I had lazily assumed Wallace invented this voice, but a very confident and assured version of it occurs here, in a novel published a year before Infinite Jest appeared. Something unspeakable has occurred in Pete Robinson's formerly ordinary suburb, some entropic decline into barbarity is already in progress, but the discourse of normality endures, creating the just-barely-sustainable idea that things are still under something like control:
I made a total of seven recruitment visits that day and the next, was successful at each, and in danger of dying only once, when Deborah and Carl Harris's automatic garage door/catapult discharged a fusillade of calcified coral fragments, missing my head by inches.
"I told Carl to turn that thing off, " Deborah apologizes. "He must have forgotten."
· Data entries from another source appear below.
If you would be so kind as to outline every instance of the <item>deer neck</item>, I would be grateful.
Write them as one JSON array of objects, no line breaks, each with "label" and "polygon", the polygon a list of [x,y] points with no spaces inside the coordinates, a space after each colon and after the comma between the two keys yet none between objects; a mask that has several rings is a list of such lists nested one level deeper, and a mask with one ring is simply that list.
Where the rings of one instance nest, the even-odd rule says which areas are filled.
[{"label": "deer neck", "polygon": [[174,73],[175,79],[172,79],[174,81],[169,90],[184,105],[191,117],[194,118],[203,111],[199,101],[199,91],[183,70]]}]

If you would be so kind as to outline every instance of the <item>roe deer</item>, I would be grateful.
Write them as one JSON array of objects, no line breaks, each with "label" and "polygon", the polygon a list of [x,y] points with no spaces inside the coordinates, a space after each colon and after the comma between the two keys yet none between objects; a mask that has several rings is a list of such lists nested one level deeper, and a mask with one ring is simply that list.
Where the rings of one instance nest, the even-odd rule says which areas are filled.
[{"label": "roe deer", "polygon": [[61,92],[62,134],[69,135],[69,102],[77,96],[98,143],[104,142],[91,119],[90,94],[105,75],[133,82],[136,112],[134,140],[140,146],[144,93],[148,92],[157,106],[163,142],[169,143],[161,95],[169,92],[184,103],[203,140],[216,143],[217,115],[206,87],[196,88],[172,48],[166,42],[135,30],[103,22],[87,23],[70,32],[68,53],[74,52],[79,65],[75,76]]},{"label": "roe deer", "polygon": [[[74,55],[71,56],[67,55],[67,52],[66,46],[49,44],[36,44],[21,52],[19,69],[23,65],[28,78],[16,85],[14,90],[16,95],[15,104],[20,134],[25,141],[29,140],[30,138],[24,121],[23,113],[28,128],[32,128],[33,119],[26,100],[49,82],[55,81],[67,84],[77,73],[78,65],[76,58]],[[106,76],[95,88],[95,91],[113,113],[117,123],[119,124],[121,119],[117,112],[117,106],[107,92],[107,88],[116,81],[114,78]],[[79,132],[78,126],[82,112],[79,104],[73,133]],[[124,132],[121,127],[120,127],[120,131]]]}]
When done well--and I would say Antrim does it as well as Wallace, Marcus, and Saunders, three of my very favorite writers--the voice carries a powerful paradox: it reveals in language the ways that language can conceal, making us sense the unutterable in the bland surface of the uttered. There is a tragedy here, but at the same time the effect is comical.
Apparently Adolph Eichmann, while being interrogated by Israeli prosecutors, went on at length about how we was thwarted from advancement in the SS, slipping into the familiar Dagwood/Dilbert discourse of complaining-about-work rather than talk about exactly what his work was. Hannah Arendt writes, "What makes these pages of the examination so funny is that all this was told in the tone of someone who was sure of finding 'normal, human' sympathy for a hard-luck story." Elect Mr. Robinson for a Better World is funny, too--hilarious, in fact--but frightening as well.